C2 Toimitustyö tieteelliselle kokoomateokselle
Aesthetic Intra-Actions: Practicing New Materialisms in the Arts
Tekijät: Katve-Kaisa Kontturi, Milla Tiainen, Tero Nauha, Marie-Luise Angerer
Julkaisuvuosi: 2018
Sarjan nimi: Ruukku: Studies in Artistic Research
Vuosikerta: 9
ISSN: 2341-9687
Verkko-osoite: http://ruukku-journal.fi/en/issues/9
Crafted by the American physicist, philosopher of science and feminist theorist Karen Barad, most extensively in her book Meeting the Universe Halfway, the concept of intra-action has during the past decade come to exert a marked influence on contemporary theories and research. Not only is this concept central to Barad's own theory of agential realism, which strives to replace the assumed separateness of world and words, or the world's material processes and human discursive meanings, with their mutual dependence and co-constitution. The concept has also become a buzzword in several, and partly interwoven, wider strands of research across the humanities, arts and science studies. These strands range from posthumanist thinking and critical science and technology studies to new materialist thought in its feminist and other incarnations. But what does intra-action entail besides its idiosyncratic reconfiguring of the familiar word "interaction", and in addition to having become a staple term - some might argue a new piece of jargon - in certain theoretical debates and fields of research?
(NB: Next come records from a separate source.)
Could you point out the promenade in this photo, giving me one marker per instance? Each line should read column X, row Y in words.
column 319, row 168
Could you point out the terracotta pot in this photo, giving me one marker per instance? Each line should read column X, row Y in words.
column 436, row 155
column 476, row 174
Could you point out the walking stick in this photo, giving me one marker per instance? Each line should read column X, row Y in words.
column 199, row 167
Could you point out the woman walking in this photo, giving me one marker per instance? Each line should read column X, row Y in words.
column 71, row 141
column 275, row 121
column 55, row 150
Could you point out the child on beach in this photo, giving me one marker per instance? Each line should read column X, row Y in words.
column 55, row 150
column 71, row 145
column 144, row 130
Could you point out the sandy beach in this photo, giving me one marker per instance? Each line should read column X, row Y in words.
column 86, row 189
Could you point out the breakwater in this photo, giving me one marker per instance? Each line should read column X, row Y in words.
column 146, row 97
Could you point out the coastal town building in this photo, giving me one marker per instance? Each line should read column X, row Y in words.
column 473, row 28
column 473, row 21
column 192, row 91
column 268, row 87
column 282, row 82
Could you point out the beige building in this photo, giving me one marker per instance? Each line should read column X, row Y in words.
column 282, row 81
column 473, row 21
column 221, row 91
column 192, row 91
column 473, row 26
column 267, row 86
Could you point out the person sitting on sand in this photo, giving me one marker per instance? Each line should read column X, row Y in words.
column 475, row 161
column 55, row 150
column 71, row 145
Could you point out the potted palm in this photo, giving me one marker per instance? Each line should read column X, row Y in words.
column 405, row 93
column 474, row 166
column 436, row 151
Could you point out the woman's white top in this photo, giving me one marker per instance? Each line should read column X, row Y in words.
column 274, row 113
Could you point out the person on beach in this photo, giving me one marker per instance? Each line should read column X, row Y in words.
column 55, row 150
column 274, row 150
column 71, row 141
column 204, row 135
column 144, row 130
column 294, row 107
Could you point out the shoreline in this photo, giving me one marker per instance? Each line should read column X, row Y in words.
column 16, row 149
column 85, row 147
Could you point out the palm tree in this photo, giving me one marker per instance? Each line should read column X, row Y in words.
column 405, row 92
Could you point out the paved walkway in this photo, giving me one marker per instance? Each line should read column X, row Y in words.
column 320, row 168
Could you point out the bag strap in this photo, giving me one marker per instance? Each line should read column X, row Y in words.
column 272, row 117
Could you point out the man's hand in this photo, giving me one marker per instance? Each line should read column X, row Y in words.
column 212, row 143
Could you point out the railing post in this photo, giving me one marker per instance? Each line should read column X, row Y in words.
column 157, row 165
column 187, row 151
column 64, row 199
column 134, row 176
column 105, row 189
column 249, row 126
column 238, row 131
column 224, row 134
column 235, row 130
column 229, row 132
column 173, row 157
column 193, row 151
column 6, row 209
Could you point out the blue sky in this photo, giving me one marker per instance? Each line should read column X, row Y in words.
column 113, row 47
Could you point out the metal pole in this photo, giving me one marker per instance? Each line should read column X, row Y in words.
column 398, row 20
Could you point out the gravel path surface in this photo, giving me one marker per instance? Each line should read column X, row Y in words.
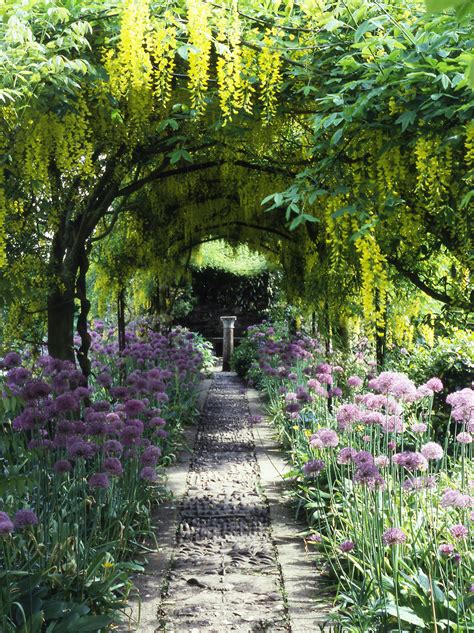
column 225, row 574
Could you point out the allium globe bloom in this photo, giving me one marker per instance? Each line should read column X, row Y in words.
column 462, row 403
column 455, row 499
column 394, row 536
column 393, row 424
column 459, row 531
column 324, row 438
column 419, row 483
column 372, row 418
column 354, row 382
column 313, row 467
column 446, row 549
column 314, row 538
column 112, row 466
column 347, row 546
column 363, row 457
column 394, row 383
column 369, row 475
column 148, row 473
column 82, row 449
column 382, row 461
column 423, row 392
column 411, row 460
column 150, row 456
column 464, row 438
column 6, row 524
column 432, row 450
column 419, row 427
column 134, row 407
column 24, row 518
column 435, row 384
column 66, row 402
column 346, row 455
column 99, row 480
column 35, row 389
column 62, row 466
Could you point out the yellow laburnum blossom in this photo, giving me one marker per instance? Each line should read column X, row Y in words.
column 161, row 43
column 199, row 38
column 269, row 75
column 230, row 67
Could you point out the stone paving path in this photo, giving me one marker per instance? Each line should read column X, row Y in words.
column 225, row 574
column 231, row 557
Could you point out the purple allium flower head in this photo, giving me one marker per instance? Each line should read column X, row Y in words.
column 324, row 438
column 446, row 549
column 432, row 450
column 393, row 424
column 419, row 483
column 148, row 473
column 314, row 538
column 99, row 480
column 363, row 457
column 66, row 402
column 35, row 389
column 313, row 467
column 459, row 531
column 346, row 455
column 62, row 466
column 346, row 414
column 81, row 449
column 6, row 524
column 112, row 466
column 462, row 403
column 24, row 518
column 411, row 460
column 347, row 546
column 394, row 536
column 419, row 427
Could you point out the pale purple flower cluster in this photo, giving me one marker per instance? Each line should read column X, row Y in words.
column 411, row 460
column 313, row 467
column 394, row 536
column 432, row 451
column 324, row 438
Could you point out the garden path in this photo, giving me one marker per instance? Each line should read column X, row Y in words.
column 237, row 562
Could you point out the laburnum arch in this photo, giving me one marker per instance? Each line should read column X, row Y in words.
column 178, row 115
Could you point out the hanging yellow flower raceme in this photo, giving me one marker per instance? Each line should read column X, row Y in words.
column 270, row 75
column 199, row 38
column 374, row 280
column 230, row 66
column 161, row 43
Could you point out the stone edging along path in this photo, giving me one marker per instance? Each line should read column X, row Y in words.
column 230, row 555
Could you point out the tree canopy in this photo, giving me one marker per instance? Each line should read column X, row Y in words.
column 146, row 128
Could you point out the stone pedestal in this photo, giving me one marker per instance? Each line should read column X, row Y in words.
column 228, row 341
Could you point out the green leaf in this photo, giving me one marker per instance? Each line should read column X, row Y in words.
column 406, row 615
column 407, row 118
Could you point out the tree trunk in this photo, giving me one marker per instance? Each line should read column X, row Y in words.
column 121, row 319
column 61, row 322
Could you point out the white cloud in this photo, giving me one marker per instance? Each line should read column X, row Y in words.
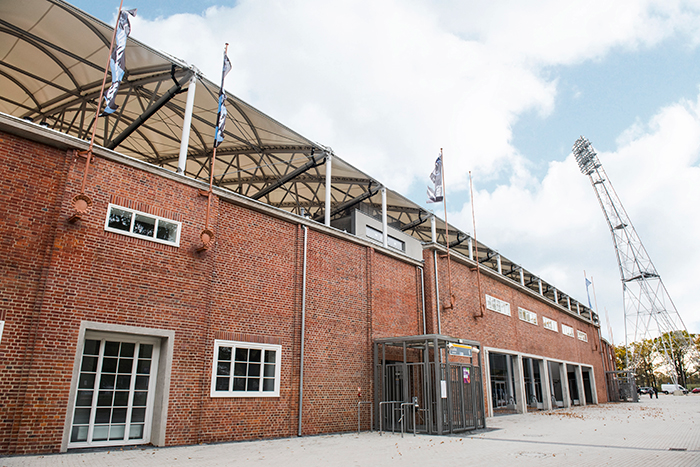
column 387, row 83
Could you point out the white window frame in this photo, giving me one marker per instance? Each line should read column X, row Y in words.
column 550, row 324
column 130, row 232
column 567, row 330
column 527, row 316
column 247, row 345
column 497, row 305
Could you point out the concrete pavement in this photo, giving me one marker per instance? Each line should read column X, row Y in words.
column 656, row 432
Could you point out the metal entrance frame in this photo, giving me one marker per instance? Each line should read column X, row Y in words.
column 414, row 370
This special issue addresses this question at fresh intersections of new materialist thinking, artistic research, and art studies. For the emerging area of research initiatives labelled as new materialisms, intra-action has proved an attractive concept, because it helps to highlight the constitutive significance of technological, human bodily, and diverse non-human materialities in cultural, social and environmental realities without positing them as a self-contained sphere. Instead, intra-action allows one to explore how forms of materiality result from their differing interplays with discourses that signify them, and with historical and cultural practices that shape them. Crucially, this notion at the same time enables one to acknowledge that materialities themselves consist of active processes, which are capable of affecting, surprising and changing discourses and social practices in turn, always within specific webs of relation.